Mahkamah Agung (MA) baru saja menolak peninjauan kembali (PK) yang diajukan oleh delapan terpidana dalam kasus pembunuhan Vina Dewi Arsita dan Muhammad Rizky (Eky) di Cirebon. Keputusan ini diambil berdasarkan penilaian hakim yang menyatakan bahwa tidak ada kekhilafan dalam putusan sebelumnya. Selain itu, bukti baru atau novum yang diajukan oleh kuasa hukum terpidana dianggap tidak memenuhi syarat sesuai dengan Pasal 263 KUHAP.

Putusan ini menegaskan bahwa setiap permohonan PK harus didasarkan pada fakta dan bukti yang kuat.

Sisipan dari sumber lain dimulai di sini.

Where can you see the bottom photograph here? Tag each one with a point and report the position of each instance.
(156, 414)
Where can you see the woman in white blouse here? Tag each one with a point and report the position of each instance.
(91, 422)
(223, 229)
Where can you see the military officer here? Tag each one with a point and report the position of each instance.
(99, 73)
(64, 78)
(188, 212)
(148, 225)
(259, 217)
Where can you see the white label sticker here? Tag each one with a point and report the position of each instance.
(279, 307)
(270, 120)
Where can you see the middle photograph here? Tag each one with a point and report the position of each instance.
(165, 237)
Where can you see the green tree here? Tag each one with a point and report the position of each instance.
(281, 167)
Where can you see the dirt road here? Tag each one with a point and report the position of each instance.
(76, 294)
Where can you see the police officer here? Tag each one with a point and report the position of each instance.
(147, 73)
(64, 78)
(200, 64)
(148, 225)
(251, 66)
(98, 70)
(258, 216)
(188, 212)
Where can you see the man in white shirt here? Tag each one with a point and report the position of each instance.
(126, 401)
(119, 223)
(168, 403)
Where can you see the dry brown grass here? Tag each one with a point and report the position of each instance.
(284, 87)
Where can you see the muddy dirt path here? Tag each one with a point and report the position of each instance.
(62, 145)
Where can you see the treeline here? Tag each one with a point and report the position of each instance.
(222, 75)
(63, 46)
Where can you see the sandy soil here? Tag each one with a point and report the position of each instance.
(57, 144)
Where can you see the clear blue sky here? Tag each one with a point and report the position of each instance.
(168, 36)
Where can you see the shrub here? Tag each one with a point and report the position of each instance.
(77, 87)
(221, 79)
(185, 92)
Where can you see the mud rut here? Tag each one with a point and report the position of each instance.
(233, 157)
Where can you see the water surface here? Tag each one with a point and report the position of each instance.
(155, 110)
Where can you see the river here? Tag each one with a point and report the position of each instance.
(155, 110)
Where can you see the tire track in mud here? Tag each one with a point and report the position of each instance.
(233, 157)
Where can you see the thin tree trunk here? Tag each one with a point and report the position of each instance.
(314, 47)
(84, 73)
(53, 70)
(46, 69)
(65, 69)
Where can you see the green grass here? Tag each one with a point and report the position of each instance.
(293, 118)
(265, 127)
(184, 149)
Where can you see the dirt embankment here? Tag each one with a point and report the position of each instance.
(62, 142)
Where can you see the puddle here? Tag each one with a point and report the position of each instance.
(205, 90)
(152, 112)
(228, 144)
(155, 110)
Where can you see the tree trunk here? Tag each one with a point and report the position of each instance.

Meski kuasa hukum terpidana sudah menghadirkan sejumlah bukti, seperti hasil ekstraksi percakapan dan pencabutan kesaksian saksi kunci, MA tetap berpendapat bahwa bukti tersebut tidak layak disebut novum.

Dalam artikel ini, dibahas lebih dalam mengenai alasan penolakan PK oleh Mahkamah Agung, kronologi pengajuan PK, serta tanggapan dari berbagai pihak terkait keputusan ini. Permohonan PK yang diajukan oleh delapan terpidana kasus pembunuhan Vina dan Eky di Cirebon dibagi menjadi dua perkara.

Perkara pertama diajukan oleh dua terpidana, sementara perkara kedua diajukan oleh lima terpidana lainnya. Satu permohonan lagi diajukan oleh Saka Tatal, seorang terpidana anak yang kini telah bebas murni, dengan tujuan untuk membersihkan namanya dari kasus tersebut.

Juru Bicara Mahkamah Agung, Yanto, mengungkapkan bahwa musyawarah dan pembacaan putusan dilakukan pada hari Senin (16/12), dengan hasil yang menolak permohonan PK para terpidana. Alasan utama penolakan PK adalah tidak adanya kekhilafan dalam putusan hakim pada tingkat sebelumnya, baik judex factie maupun judex juris. MA juga menilai bahwa novum yang diajukan oleh para terpidana tidak memenuhi syarat sebagai bukti baru.

"Pertimbangan Majelis Hakim dalam menolak permohonan PK tersebut, antara lain, tidak terdapat kekhilafan judex facti dan judex juris, dalam mengadili para terpidana dan bukti baru atau novum yang diajukan terpidana, bukan merupakan bukti baru, sebagaimana ditetapkan dalam Pasal 263 ayat 2 KUHAP, " tegasnya.

Kuasa hukum para terpidana mengajukan beberapa bukti baru dalam upaya PK, termasuk hasil ekstraksi percakapan ponsel dan pengakuan saksi kunci yang mencabut kesaksiannya. Namun, majelis hakim menilai bahwa bukti-bukti tersebut tidak memenuhi kriteria novum yang harus bersifat baru dan signifikan untuk memengaruhi putusan.

Kuasa hukum terpidana menyatakan kekecewaan atas putusan MA yang mereka anggap sebagai tragedi hukum. Mereka berpendapat bahwa bukti yang diajukan sudah cukup kuat untuk dipertimbangkan ulang. Sementara itu, pihak keluarga terpidana merasa sangat sedih atas keputusan ini, yang dianggap menutup harapan mereka untuk memperoleh keadilan. Namun, kuasa hukum menegaskan akan terus mencari opsi hukum lain.

Penolakan PK oleh Mahkamah Agung ini mempertegas bahwa proses hukum yang dijalankan telah sesuai dengan ketentuan yang berlaku. Dengan putusan ini, para terpidana tetap harus menjalani hukuman sesuai dengan vonis sebelumnya, termasuk penjara seumur hidup. Ini juga memberikan pesan bahwa pengajuan PK harus didukung oleh bukti baru yang kuat dan dapat membuktikan adanya kekeliruan dalam putusan sebelumnya.

MA menolak PK karena tidak ada kekhilafan dalam putusan hakim sebelumnya dan novum yang diajukan tidak memenuhi syarat. Novum sendiri adalah bukti baru yang belum diketahui sebelumnya dan dapat memengaruhi putusan pengadilan yang sudah berkekuatan hukum tetap.

Dalam kasus ini, delapan terpidana, termasuk satu terpidana anak bernama Saka Tatal, mengajukan PK. Setelah PK ditolak, opsi hukum lainnya adalah pengajuan grasi, amnesti, atau bahkan PK kedua jika ditemukan bukti baru yang sah.